The counter-culture that is Apple

Apple has one of the most recognized brands in the world. The brand stands for different things to different people, but past ad campaigns challenged consumers to “Think Different” — that message is helping the company in the digital music world.

“Apple became a counter-culture phenomenon,” said Deal. “They represented those people that went against the grain and they capitalized on that with the Think Different campaign. They created a cultural computer icon of the Apple brand that represented a completely different type of computer user and that has translated beautifully into the introduction of the iPod. That counter-culture icon dovetails nicely into the idea of digital music. Where do you want to get your music? You want to get it from someone that has symbolically gone against the grain — that’s what music is about; that’s what Rock and Roll is all about.”

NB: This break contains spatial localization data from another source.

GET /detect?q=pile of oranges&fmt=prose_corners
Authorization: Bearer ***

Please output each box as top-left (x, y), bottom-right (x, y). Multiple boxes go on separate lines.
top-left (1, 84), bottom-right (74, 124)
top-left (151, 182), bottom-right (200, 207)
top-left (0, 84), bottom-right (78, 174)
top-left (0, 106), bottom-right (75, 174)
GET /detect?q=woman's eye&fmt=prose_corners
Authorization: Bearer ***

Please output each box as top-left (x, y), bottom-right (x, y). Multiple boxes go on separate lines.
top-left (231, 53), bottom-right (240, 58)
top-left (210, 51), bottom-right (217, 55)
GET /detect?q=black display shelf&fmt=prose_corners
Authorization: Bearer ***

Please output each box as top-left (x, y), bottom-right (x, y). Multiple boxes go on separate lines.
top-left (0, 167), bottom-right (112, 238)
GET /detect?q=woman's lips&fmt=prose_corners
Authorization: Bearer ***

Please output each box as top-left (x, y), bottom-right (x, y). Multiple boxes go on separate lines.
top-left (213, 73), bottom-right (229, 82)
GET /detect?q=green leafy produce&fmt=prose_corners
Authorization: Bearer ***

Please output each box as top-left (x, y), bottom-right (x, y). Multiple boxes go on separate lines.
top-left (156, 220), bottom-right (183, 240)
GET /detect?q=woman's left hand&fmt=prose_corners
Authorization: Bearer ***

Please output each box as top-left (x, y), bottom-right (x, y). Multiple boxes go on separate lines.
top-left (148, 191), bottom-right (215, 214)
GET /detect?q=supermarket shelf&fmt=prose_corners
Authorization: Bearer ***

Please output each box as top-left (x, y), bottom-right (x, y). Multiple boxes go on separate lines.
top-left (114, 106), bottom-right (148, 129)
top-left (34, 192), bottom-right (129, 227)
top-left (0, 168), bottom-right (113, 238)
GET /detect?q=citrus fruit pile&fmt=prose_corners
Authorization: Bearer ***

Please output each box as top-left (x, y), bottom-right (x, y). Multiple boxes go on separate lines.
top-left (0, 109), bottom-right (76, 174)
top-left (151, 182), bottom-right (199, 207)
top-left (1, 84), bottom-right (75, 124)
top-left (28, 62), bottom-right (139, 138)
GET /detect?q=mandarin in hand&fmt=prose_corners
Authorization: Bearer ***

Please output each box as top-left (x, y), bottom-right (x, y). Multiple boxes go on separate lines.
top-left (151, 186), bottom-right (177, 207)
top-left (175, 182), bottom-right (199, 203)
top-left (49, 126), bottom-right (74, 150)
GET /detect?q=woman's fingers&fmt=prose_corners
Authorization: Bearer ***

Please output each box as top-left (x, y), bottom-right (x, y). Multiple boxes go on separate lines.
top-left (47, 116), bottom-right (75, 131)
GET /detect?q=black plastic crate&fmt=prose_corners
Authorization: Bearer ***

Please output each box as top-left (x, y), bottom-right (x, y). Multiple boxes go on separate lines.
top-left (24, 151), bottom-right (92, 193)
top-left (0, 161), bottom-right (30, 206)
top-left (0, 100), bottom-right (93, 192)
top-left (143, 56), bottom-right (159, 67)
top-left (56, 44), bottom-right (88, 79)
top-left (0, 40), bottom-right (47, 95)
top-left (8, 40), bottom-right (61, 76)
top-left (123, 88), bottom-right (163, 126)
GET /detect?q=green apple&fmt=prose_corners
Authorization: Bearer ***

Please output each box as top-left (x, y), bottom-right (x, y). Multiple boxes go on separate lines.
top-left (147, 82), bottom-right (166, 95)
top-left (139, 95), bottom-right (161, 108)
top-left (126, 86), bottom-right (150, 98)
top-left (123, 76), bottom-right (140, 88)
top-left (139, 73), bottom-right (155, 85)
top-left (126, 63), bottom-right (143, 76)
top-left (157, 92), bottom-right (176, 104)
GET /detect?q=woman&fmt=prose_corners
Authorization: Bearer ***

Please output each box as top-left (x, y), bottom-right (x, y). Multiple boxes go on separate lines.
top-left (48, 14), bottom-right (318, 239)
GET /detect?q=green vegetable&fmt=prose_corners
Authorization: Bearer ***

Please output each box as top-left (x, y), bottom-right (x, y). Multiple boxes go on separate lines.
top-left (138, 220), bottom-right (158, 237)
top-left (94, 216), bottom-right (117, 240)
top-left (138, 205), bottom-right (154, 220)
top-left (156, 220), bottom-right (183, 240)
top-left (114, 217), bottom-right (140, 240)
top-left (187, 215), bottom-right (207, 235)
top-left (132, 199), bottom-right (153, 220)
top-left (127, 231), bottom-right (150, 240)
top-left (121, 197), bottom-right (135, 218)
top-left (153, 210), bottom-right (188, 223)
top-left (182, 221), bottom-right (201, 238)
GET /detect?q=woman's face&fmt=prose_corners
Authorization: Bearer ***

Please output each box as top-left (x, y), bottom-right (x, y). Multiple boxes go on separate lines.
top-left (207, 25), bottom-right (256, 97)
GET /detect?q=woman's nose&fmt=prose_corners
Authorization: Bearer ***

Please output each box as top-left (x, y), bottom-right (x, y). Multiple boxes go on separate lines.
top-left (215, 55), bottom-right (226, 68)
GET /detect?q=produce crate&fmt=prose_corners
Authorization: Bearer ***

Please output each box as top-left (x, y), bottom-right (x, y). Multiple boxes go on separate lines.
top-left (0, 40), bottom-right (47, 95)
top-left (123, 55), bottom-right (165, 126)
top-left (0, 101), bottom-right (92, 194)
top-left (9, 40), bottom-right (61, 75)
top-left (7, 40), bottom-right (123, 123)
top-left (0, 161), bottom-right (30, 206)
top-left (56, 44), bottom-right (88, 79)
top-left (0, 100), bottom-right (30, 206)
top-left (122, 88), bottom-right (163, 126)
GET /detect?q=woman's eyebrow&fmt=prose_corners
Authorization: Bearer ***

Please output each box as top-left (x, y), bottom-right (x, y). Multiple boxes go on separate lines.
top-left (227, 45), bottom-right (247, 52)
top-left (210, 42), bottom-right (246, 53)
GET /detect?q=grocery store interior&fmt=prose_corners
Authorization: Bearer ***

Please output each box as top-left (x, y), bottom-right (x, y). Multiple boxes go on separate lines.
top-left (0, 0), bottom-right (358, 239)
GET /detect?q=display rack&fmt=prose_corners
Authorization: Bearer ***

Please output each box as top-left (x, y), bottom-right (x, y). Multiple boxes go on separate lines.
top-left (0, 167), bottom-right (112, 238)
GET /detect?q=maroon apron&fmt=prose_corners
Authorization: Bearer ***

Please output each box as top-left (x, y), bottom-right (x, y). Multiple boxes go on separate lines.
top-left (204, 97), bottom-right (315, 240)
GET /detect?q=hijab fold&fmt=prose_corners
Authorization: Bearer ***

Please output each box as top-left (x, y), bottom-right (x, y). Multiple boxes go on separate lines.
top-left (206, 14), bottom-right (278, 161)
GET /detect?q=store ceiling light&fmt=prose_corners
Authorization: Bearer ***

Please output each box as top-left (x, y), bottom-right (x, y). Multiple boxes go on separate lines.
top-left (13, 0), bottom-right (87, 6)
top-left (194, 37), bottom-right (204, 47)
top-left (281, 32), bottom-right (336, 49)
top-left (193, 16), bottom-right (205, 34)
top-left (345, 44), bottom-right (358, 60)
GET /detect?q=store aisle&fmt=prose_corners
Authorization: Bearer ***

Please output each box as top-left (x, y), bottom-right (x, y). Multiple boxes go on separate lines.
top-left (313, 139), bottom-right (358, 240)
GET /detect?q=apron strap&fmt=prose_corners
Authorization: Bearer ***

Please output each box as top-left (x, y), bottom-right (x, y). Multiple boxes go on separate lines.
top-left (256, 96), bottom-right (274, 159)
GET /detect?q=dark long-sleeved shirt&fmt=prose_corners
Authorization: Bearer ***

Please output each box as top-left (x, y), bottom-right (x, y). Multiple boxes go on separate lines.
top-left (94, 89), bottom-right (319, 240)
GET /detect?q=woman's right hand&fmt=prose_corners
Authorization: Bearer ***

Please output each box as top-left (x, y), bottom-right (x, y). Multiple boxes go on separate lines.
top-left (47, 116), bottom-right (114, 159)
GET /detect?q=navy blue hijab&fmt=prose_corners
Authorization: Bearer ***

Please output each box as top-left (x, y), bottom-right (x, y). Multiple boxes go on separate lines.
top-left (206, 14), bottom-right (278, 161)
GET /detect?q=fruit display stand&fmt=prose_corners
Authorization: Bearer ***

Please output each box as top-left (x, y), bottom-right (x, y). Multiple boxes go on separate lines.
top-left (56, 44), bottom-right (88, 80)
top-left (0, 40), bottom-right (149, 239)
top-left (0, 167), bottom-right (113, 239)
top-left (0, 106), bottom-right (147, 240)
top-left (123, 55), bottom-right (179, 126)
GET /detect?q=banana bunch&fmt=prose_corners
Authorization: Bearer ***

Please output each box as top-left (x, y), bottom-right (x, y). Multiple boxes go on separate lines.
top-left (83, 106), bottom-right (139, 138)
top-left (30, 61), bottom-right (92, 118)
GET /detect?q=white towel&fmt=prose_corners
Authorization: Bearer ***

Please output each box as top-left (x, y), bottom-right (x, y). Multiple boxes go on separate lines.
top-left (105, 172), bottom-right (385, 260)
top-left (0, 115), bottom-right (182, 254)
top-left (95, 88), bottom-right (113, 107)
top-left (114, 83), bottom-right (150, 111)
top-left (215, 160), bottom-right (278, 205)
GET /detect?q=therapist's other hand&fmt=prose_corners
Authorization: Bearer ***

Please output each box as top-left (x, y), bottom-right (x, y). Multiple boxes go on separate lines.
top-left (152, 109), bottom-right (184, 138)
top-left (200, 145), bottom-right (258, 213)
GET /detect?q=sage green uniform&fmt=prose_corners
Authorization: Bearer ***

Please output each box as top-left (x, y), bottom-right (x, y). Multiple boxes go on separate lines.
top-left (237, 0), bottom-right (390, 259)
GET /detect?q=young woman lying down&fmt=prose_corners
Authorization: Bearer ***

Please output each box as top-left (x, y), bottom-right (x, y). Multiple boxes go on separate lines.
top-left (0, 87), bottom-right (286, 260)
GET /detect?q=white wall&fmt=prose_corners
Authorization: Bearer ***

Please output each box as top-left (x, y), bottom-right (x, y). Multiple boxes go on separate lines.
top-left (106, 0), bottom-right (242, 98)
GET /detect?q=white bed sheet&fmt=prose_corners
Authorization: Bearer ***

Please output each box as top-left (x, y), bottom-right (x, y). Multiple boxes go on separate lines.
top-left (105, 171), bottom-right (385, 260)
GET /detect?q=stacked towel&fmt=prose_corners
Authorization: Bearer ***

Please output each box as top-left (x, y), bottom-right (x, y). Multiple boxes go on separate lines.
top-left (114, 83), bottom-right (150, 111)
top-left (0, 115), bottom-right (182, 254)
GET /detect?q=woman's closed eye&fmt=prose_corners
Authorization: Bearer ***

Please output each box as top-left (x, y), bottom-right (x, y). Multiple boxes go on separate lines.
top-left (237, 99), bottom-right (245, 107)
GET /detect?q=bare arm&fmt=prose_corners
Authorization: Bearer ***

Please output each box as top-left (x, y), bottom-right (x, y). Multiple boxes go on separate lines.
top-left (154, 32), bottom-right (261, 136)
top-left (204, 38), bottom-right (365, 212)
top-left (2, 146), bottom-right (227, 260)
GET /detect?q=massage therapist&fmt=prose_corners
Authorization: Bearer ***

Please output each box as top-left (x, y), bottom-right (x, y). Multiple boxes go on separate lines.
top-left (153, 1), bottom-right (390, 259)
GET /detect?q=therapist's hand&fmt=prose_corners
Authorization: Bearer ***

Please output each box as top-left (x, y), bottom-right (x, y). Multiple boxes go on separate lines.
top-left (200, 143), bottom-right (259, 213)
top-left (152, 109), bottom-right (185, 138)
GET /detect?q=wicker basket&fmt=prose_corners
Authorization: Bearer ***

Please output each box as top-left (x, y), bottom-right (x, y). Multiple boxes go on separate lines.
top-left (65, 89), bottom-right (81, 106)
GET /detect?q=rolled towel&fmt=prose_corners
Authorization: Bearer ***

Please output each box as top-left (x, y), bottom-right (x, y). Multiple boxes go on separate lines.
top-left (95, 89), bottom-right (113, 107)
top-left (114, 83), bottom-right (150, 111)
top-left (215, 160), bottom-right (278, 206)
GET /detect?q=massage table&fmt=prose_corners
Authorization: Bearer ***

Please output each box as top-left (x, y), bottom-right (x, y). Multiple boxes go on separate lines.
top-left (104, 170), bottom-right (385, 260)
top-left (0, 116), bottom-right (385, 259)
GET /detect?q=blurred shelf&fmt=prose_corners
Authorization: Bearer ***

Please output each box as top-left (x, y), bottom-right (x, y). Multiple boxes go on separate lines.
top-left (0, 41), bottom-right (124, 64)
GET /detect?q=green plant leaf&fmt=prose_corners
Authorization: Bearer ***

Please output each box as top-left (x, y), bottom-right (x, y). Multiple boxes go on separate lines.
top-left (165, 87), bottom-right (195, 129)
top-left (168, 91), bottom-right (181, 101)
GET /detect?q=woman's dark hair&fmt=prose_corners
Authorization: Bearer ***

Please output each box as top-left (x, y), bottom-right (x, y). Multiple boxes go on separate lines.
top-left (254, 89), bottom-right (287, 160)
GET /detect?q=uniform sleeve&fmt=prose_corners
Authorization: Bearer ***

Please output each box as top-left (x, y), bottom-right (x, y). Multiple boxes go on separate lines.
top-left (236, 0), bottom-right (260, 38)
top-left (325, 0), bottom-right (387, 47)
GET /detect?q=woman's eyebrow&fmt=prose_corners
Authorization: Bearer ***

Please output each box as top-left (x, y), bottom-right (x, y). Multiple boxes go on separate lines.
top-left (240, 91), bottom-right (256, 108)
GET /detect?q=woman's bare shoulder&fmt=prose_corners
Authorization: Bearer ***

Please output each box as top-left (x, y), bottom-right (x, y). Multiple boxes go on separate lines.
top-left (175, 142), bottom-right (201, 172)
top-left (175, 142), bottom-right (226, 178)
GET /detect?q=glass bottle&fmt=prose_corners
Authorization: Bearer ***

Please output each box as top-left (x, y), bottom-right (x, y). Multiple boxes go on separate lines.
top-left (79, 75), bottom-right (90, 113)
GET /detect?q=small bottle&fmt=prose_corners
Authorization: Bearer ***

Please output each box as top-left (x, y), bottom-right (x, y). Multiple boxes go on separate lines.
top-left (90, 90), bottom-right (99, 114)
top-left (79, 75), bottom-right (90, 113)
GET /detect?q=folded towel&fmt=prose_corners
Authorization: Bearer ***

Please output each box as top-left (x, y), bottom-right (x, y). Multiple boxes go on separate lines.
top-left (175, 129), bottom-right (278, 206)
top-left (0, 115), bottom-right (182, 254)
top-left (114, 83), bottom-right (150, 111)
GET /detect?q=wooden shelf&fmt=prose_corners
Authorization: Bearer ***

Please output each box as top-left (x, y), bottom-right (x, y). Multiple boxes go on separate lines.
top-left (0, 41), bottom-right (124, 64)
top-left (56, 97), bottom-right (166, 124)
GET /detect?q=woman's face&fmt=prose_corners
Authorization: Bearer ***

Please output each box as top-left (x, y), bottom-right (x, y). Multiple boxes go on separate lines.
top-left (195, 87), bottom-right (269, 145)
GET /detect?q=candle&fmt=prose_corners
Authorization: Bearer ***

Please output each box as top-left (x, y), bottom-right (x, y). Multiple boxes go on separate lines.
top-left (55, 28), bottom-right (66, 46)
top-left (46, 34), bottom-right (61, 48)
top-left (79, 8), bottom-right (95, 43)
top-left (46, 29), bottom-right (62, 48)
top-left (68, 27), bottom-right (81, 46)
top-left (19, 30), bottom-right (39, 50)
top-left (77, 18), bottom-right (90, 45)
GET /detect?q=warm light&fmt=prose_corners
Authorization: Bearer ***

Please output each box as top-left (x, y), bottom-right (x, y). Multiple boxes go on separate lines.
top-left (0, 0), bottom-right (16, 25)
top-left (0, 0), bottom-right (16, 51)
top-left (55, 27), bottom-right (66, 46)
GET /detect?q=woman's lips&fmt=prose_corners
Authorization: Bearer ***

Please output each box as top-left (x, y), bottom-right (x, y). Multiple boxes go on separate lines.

One of the most important things that Apple has been able to do since the introduction of the original iPod is have its brand associated with digital music players. When people think of buying a music player, the name that automatically comes to mind is iPod. Simply put, owning an iPod has become a status symbol.

This is what Sony was able to do in the past with the Walkman brand and it is also one of the reasons other companies will have a difficult time removing Apple from its dominant role in the market.

“Apple is so firmly entrenched in the market right now — it would be hard to imagine what kind of misstep it would take on Apple’s part to lose this dominance,” said Deal.